Uruguay senate votes to legalise abortion

Country becomes only second Latin American nation to allow all women the freedom to decide whether to end pregnancies.

Uruguay
The legislation says the public health system must guarantee every woman the freedom to decide [Reuters]

Uruguay’s senate has voted to legalise first-trimester abortions for all women in a groundbreaking measure that has left those backing the move and those against it unsatisfied.

Jose Mujica, the president, was expected to quickly sign the measure into law on Thursday after senators voted 17-14 to back the legislation, which has already passed the lower house.

The legislation establishes that the public health care system must guarantee every woman the freedom to decide without pressure whether or not to have an abortion.

The measure is a big step for Latin America, where only Cuba grants all women the right to abortions. But it comes with so many conditions that both sides wonder how Uruguay will make it work.

Among other things, a clear declaration that “every adult woman has the right to decide whether to end her pregnancy during the first 12 weeks of gestation” was dropped in order to get enough votes for passage.

In its place, legislators agreed to 10 pages of fine print intended to bring about the same results.

“It’s not the best law,and not the solution we wanted, but it’s an advance,” said senator Luis Gallo, a supporter and member of the ruling Broad Front coalition.

Women who decide to get abortions can now avoid the “humiliating secrecy” of illegal abortions, he argued.

Muted reaction 

All the ruling Broad Front coalition’s senators voted in favour, joined by one member of the opposition, Jorge Saravia of the centre-right National Party.

The immediate reaction to the vote was muted since the result had been expected.

A small group of abortion right activists hailed the passage of the legislation after Danilo Astori, the senate’s president, declared it had been passed.

There were no street protests, just a blast of fresh anti-abortion graffiti painted overnight on the sidewalks outside parliament.

“It’s a huge step,” ruling coalition senator Rafael Michelini said, adding that women will now no longer have to ask the state for permission. “The woman who decides to have an abortion does it.”

There are no firm estimates for how many women have obtained abortions illegally in Uruguay. Thousands were ending up in hospitals with complications each year until the government made morning-after pills widely available.

Ruling party politicians said reducing dangers from illegal abortions was their primary motivation.

Polls approve

Opponents vowed to overturn the measure, either through a popular referendum or by defeating the Broad Front government in the next presidential elections.

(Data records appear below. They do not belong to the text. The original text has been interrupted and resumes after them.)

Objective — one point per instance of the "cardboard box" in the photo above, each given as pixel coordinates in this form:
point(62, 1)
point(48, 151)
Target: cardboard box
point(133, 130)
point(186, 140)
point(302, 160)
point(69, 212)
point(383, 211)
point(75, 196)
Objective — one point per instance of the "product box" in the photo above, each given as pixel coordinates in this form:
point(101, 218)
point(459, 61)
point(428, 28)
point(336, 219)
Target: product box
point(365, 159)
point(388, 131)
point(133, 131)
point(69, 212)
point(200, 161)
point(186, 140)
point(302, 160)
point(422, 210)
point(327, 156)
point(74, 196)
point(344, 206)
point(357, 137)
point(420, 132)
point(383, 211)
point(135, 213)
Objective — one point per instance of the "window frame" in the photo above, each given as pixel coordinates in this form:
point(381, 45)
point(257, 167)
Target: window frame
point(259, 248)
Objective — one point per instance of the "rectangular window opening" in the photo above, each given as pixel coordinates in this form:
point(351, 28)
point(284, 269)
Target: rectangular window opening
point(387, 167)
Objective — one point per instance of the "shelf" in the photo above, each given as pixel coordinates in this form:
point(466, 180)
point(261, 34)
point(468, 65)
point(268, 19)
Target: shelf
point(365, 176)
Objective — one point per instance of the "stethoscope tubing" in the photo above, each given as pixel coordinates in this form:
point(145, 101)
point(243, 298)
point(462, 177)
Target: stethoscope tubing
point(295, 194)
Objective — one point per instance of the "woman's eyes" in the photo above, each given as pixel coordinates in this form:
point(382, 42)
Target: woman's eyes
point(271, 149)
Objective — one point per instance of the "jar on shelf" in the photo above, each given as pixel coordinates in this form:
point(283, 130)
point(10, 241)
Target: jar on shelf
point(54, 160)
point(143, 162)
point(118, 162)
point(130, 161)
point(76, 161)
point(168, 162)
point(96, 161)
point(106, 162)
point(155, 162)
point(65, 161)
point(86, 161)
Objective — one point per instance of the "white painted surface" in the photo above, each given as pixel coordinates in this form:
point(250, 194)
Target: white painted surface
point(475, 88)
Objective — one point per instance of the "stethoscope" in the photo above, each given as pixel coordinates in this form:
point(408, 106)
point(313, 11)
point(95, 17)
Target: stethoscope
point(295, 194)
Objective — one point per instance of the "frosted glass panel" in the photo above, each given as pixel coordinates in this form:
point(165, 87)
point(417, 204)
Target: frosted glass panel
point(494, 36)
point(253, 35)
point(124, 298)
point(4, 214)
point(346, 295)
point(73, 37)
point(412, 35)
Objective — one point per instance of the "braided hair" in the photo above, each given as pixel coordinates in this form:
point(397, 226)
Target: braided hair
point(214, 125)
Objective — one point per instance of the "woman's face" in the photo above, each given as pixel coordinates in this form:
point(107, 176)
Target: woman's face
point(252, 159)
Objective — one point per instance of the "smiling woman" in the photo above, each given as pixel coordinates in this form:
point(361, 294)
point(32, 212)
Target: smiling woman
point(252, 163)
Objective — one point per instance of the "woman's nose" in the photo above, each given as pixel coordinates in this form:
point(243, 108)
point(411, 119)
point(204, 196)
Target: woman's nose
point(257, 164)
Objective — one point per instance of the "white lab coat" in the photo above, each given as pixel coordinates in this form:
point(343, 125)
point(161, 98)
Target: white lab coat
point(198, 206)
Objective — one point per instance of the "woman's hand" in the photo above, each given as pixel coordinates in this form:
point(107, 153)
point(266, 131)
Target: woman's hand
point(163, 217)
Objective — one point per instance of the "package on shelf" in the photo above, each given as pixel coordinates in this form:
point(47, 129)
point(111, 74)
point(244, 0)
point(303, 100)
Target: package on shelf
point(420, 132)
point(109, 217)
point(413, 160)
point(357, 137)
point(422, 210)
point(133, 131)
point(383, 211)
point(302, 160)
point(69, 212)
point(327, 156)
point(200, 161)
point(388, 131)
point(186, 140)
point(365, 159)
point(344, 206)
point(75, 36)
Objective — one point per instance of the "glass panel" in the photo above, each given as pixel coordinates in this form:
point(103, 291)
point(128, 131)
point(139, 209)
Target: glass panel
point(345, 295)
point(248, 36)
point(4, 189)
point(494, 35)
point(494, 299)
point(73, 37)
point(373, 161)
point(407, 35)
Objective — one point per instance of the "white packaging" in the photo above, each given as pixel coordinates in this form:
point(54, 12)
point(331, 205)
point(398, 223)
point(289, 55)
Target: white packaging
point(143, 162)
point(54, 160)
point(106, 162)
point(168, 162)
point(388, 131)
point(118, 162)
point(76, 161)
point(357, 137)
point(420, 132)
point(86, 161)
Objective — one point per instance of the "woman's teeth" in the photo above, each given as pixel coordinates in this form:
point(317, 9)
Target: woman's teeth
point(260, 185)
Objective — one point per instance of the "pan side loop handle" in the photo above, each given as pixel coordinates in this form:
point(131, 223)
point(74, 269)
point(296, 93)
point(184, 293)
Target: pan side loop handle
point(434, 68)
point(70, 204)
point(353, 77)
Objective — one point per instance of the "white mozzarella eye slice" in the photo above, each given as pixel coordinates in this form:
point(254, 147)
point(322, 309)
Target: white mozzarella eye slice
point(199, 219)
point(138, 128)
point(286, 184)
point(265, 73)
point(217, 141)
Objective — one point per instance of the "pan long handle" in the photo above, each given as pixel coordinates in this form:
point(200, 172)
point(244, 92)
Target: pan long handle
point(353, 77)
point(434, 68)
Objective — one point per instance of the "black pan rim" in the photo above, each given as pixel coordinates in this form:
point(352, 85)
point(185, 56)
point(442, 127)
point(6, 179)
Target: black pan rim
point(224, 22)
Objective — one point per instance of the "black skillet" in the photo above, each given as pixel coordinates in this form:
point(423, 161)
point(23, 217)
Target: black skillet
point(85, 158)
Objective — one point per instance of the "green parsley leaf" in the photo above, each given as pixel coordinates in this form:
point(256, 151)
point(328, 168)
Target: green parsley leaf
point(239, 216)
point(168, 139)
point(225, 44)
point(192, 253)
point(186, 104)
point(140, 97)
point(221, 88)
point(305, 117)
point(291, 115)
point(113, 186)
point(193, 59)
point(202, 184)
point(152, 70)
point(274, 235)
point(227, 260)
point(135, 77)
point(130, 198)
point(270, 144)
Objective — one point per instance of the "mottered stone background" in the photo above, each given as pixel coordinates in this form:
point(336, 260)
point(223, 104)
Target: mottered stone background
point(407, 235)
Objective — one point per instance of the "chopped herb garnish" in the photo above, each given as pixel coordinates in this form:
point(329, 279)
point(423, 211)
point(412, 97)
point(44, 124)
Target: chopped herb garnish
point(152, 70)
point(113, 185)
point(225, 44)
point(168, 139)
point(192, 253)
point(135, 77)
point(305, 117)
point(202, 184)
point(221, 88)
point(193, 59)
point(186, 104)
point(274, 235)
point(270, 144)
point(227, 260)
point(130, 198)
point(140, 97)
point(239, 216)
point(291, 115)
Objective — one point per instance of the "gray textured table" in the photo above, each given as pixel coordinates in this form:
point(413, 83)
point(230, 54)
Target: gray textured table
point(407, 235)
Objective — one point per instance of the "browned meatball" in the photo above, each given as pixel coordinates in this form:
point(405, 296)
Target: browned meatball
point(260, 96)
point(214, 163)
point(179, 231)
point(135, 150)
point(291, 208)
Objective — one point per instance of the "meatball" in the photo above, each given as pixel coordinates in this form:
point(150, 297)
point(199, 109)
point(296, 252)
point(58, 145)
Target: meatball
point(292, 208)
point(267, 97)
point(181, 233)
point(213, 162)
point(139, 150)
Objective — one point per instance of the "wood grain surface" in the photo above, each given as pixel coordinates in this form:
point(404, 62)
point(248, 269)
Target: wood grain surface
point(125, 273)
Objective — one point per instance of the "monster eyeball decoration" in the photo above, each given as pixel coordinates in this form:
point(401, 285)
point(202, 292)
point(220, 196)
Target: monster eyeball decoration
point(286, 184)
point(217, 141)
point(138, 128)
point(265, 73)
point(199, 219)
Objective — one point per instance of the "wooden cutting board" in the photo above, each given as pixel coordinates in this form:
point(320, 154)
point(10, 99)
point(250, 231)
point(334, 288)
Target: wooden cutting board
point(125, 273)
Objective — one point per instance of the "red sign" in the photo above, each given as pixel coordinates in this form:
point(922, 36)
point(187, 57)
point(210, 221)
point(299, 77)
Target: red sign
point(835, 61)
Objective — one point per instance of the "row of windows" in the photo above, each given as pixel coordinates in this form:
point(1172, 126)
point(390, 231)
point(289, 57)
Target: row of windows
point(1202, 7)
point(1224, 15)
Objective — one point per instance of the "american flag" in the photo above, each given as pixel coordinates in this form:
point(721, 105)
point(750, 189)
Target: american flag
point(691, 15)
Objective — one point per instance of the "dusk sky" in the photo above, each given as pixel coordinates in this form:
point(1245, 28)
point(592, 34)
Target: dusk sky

“This project is an attack on life and that’s why we have voted against it. If we win power in the 2014 elections, we’ll seek to overturn it,” National Party senator Jorge Larranaga said after the vote.

Recent polls have suggested that a majority of Uruguay’s 3.3 million people favour decriminalising abortion, as this law accomplishes.

Uruguay’s measure decriminalises abortions for women who follow the new rules, but also explicitly says that women who break the rules will not face jail time.

However, anyone who helps women obtain abortions outside the margins of the new law would face up to two years in jail.